To get anything done, I had to take care of my own life first.
So I drove to Lauren’s house.
Our old home.
The one where I'd last seen Elizabeth.
I parked across the street and got out. I didn’t cross the road, just stood there, my back against the car, as if some invisible forcefield was between me and the house.
The house was originally a one story, but we'd built an upstairs addition. Beige stucco with big, wide windows. A giant tree in the center of the front yard. Small cracks in the short driveway that had grown longer and wider since I’d last seen them. Fresh flowers, blues and reds and yellows, bloomed along the narrow path to the front door. The grass was green, the windows were spotless and the paint on the trim looked fresh.
I tried to remember other details about what it looked like when I lived in it. Was it the same color? Were those the same kind of flowers? Was the tree always that big?
The only thing I knew for certain was the lawn in front of me was the last place I’d seen Elizabeth.
I wanted to walk to the door and knock, but my legs wouldn’t move. My stomach cramped, the anxiety gripping the muscles inside and squeezing them. Heat radiated up the back of my neck and into my head, tiny beads of sweat lining up along my forehead, just beneath my hairline.
It physically hurt to stand there and look at the house.
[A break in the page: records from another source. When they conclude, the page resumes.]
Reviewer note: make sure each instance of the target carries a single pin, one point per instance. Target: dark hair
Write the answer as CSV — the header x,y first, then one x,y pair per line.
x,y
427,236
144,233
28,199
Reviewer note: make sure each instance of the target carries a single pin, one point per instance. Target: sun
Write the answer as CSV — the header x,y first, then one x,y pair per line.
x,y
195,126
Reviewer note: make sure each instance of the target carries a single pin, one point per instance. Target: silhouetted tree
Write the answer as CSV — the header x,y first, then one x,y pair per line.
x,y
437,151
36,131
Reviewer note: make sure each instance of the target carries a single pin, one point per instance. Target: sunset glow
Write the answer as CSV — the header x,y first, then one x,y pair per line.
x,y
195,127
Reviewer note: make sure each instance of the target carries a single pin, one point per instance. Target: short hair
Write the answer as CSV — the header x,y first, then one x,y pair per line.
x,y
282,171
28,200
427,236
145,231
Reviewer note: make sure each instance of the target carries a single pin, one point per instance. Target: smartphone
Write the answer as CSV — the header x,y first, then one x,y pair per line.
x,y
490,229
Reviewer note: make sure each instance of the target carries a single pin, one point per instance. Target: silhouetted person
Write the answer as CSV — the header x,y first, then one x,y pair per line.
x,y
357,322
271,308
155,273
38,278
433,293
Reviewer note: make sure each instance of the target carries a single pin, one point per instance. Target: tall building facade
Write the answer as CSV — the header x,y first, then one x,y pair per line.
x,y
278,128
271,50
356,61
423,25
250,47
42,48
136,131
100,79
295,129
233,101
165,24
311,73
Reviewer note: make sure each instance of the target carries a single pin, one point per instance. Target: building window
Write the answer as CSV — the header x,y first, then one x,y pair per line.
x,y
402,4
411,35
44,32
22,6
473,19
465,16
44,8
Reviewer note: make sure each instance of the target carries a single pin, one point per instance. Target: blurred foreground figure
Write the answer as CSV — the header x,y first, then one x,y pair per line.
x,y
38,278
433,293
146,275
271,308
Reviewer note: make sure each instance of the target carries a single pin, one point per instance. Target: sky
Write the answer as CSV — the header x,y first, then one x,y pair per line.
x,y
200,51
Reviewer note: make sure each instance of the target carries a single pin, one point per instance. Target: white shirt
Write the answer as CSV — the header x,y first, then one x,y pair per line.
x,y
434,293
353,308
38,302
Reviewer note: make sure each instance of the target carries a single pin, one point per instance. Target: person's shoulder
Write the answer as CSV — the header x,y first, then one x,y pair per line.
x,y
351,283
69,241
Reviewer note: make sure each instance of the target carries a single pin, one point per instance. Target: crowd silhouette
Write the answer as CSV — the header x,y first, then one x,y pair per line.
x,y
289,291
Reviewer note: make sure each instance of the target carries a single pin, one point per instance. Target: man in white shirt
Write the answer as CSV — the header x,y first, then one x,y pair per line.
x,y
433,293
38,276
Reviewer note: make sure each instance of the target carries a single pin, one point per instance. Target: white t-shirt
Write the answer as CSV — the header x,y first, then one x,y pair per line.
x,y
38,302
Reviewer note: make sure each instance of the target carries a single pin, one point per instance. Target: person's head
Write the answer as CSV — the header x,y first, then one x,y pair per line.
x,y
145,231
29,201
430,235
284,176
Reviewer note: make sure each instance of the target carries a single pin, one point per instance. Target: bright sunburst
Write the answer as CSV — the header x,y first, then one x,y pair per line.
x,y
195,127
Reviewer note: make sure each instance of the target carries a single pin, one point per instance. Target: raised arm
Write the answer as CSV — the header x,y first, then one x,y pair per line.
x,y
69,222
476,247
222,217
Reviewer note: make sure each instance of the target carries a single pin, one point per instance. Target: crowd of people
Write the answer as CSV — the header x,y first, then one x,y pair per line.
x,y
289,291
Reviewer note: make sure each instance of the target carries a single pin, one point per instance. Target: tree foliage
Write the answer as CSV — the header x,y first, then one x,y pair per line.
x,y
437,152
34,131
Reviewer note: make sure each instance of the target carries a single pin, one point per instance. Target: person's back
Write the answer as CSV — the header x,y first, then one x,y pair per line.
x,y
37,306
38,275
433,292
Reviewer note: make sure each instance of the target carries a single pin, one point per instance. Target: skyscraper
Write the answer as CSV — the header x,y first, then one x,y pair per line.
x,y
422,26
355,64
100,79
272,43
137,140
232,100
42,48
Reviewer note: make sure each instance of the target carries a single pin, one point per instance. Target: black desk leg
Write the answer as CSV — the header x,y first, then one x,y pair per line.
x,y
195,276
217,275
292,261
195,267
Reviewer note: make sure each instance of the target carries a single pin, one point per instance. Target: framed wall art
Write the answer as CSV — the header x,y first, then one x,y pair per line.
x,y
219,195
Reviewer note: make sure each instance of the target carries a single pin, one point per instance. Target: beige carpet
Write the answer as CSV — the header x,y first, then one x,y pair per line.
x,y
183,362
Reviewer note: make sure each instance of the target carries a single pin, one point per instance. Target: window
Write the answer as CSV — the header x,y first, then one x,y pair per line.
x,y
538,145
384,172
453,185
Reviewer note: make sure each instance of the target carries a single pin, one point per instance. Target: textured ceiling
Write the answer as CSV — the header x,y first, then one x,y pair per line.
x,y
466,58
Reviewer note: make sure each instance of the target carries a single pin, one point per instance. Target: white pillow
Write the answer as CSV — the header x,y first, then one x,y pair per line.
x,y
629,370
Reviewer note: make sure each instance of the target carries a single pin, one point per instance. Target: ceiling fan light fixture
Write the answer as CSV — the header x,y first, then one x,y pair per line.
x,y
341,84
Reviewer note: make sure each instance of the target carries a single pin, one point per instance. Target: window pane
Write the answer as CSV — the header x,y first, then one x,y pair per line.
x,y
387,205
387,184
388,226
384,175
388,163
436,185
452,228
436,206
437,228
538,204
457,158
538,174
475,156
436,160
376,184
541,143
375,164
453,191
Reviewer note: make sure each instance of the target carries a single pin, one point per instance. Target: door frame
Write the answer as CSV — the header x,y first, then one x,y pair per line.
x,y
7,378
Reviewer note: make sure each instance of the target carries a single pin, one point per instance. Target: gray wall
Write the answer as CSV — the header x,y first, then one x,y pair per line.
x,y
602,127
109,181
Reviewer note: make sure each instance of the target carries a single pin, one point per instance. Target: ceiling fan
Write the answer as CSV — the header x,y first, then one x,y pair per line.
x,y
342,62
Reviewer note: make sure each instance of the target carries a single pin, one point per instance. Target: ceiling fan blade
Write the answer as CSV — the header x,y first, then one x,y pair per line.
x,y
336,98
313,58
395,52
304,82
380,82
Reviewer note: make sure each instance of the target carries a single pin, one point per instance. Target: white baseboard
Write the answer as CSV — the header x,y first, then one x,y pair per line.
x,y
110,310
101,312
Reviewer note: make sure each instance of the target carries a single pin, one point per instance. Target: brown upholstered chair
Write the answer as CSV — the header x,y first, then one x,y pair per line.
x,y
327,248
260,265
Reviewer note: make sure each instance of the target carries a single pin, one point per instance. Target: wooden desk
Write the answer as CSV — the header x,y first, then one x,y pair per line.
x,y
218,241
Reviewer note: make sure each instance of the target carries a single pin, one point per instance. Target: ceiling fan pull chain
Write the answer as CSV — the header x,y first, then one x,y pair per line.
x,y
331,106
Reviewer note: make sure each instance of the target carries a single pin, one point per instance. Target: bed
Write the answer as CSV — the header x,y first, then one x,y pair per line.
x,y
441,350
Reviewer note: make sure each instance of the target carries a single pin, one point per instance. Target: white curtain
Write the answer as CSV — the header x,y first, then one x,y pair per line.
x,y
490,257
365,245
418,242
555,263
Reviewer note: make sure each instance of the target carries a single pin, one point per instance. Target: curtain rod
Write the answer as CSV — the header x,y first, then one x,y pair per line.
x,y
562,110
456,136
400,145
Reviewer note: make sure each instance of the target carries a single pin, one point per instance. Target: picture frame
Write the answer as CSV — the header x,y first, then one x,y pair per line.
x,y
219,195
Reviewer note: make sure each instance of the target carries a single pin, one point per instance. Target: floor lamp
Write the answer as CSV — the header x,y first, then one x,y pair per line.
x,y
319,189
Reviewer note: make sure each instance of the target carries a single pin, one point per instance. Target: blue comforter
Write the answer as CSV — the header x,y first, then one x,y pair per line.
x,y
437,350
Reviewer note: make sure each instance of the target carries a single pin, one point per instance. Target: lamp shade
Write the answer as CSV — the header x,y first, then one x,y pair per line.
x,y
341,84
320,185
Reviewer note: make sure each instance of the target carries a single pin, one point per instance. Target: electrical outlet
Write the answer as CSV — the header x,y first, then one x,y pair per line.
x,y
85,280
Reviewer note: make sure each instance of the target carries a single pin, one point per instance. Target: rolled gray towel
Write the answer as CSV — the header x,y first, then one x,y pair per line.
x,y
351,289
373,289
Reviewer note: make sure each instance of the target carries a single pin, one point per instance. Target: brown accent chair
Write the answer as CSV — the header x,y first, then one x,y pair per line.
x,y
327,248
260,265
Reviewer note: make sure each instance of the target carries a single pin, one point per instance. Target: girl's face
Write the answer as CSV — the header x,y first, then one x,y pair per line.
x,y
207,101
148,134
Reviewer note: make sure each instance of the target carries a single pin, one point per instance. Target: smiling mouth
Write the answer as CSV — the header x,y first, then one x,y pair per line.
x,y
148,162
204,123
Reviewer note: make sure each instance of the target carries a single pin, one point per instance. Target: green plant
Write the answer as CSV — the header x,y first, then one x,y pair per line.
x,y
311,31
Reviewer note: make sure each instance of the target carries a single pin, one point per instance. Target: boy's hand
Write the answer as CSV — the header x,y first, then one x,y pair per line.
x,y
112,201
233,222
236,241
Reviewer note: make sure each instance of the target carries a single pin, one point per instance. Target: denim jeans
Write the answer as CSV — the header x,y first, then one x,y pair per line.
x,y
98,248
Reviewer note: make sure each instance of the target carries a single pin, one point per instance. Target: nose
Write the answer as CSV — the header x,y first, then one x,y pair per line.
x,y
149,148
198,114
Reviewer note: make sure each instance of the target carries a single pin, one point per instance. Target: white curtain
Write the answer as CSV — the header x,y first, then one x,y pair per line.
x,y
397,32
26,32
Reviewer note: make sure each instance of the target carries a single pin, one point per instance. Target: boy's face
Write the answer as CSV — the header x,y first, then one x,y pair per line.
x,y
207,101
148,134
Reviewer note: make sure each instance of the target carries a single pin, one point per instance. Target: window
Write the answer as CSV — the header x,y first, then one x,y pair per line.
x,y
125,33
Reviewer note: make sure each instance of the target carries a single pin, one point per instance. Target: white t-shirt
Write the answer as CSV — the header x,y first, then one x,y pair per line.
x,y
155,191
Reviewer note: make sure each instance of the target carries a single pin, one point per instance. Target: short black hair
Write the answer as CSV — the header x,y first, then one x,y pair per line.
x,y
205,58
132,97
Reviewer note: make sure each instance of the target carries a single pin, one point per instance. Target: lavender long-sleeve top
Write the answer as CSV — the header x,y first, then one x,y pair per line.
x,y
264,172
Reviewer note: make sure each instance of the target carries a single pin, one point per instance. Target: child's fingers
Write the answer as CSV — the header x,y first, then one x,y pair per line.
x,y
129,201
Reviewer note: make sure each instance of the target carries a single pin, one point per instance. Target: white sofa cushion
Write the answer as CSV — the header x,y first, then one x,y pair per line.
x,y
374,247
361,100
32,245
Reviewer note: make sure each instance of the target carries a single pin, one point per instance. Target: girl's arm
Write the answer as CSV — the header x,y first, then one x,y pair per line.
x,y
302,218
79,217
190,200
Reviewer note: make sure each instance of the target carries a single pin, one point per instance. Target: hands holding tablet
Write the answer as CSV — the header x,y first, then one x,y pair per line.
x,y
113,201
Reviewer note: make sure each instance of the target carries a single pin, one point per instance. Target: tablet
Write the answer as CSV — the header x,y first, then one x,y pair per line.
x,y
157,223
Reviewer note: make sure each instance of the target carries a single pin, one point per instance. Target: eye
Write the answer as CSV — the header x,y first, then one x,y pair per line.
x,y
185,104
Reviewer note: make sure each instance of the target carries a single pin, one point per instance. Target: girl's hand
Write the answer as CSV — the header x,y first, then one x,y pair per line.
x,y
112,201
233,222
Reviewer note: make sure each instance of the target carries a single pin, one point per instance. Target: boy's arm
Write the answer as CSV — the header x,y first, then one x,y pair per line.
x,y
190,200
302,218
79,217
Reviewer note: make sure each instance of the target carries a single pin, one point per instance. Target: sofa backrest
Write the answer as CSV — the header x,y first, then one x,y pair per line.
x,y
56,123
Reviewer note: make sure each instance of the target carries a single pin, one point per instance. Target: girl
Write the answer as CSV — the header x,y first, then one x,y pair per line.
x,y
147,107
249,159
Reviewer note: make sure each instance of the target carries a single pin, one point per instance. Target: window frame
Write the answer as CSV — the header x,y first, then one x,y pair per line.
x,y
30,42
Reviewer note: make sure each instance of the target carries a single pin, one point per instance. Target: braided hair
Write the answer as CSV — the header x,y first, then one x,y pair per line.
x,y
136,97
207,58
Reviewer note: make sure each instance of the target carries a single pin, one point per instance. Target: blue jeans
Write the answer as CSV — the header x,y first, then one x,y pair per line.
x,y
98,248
I was making a mistake.
My hand slid along the car door, found the handle and grasped onto it, as much for balance as to open it. I heard a car coming from down the street and turned in that direction.
A dark blue Toyota Camry slowed as it approached. I stood up straighter, tried to look normal, not as if I was about to pass out in the street, and attempted a smile and a half-wave at the driver.
The driver was Lauren and my hand stayed frozen in the air.
She pulled the car into the driveway and sat there for a moment before she got out, looking at me, expressionless.
She wore a black pant suit with a red blouse and black pumps. A thin gold chain hung around her neck, standing out against the red of the blouse. Her hair was down and I didn’t see any earrings. A flash of light at her right wrist revealed a watch the same color as the necklace, a watch I remembered giving her.
She stood there for a moment, looking as unsure as I felt. She opened the driver-side rear door and pulled out a leather satchel and placed it over her shoulder. She shut the door and stared at me.
“Hi,” I said, my voice loud enough to carry across the street.
She just nodded.
“I owe you an apology, I think,” I said.
She shrugged as if I’d asked her a question about something she couldn't have cared less.
“I’m sorry,” I said anyway. “For the other night. I handled it poorly.”
The look in her eyes shifted, but I couldn’t tell what was there. Anger, sadness, nothing?